Last night hubby and I had one of our “at home date nights”. Since we both enjoy cooking, we’ll feed the boys early and send them down to the basement and then spend a relaxing evening cooking, drinking wine and then eating. That was our plan for last night but hubby got back late from mountain biking so I did the prep work and some of the cooking before he got home. I’ve been saying for some time that the “next” time we do a cooking date night I want to cook risotto. However, when I think risotto, I think cold-weather comfort food. So, I went looking for a summery risotto and found one at Fine Cooking. It’s Risotto with Corn, Tomatoes & Basil and the recipe can be found here. Of course I modified it.

Summery Risotto Dinner

Summery Risotto Dinner

You’d pay a pretty penny for that dish anywhere. And, it really wasn’t that hard.

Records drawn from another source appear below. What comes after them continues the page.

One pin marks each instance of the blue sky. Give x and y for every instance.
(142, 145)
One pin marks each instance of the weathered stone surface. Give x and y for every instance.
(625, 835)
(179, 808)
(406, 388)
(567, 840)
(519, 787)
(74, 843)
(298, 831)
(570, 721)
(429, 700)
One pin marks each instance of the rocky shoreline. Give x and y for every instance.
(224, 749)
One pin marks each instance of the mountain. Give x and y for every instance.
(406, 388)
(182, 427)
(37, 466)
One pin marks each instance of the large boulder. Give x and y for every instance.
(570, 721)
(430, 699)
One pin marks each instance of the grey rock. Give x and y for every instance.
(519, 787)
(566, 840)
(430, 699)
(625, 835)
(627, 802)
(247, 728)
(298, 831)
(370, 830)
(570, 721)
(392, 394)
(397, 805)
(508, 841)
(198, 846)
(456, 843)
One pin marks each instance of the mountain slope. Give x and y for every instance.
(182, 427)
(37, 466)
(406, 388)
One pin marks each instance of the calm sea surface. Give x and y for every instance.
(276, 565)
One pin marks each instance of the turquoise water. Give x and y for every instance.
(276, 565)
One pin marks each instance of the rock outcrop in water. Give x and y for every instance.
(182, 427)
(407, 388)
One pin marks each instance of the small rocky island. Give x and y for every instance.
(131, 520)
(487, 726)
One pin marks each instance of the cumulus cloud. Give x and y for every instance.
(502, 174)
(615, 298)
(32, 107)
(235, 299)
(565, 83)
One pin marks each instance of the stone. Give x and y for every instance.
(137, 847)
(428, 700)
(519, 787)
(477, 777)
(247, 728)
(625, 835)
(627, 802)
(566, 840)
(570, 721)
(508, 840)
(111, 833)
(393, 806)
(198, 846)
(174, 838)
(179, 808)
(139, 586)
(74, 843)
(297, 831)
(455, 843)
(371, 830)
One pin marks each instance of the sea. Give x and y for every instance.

Cut the kernels off two small ears of corn. Place in a glass bowl & microwave about 1 to 1 1/2 minutes or until just barely warm. (note: this where I deviated from the recipe) Mince one shallot and saute in oil over medium heat until translucent. Warm broth in a separate pan.

Add Arborio rice to shallots and sauté until most of the grains have turned an opaque, milky white.

Add white wine and barely simmer until the wine is absorbed, stirring occasionally. Check the time when you add the wine.

Add one ladleful of broth and cook until absorbed, stirring occasionally. Continue adding single ladlefuls of broth and simmering until absorbed until about 15 minutes have passed since you added the white wine.

Add the corn and continue adding broth as before.

Meanwhile, dice up a large tomato and combine with a little extra virgin olive oil and salt & pepper. Tear up a handful of basil leaves and add to the tomatoes.

Continue adding broth until it’s all been added to the rice. Turn off the heat and mix in tomato mixture and a bunch of grated Parmesan (freshly grated is way better).

We served it with some shrimp that hubby cooked on the grill. The meal was amazing and now I have the perfect summery risotto.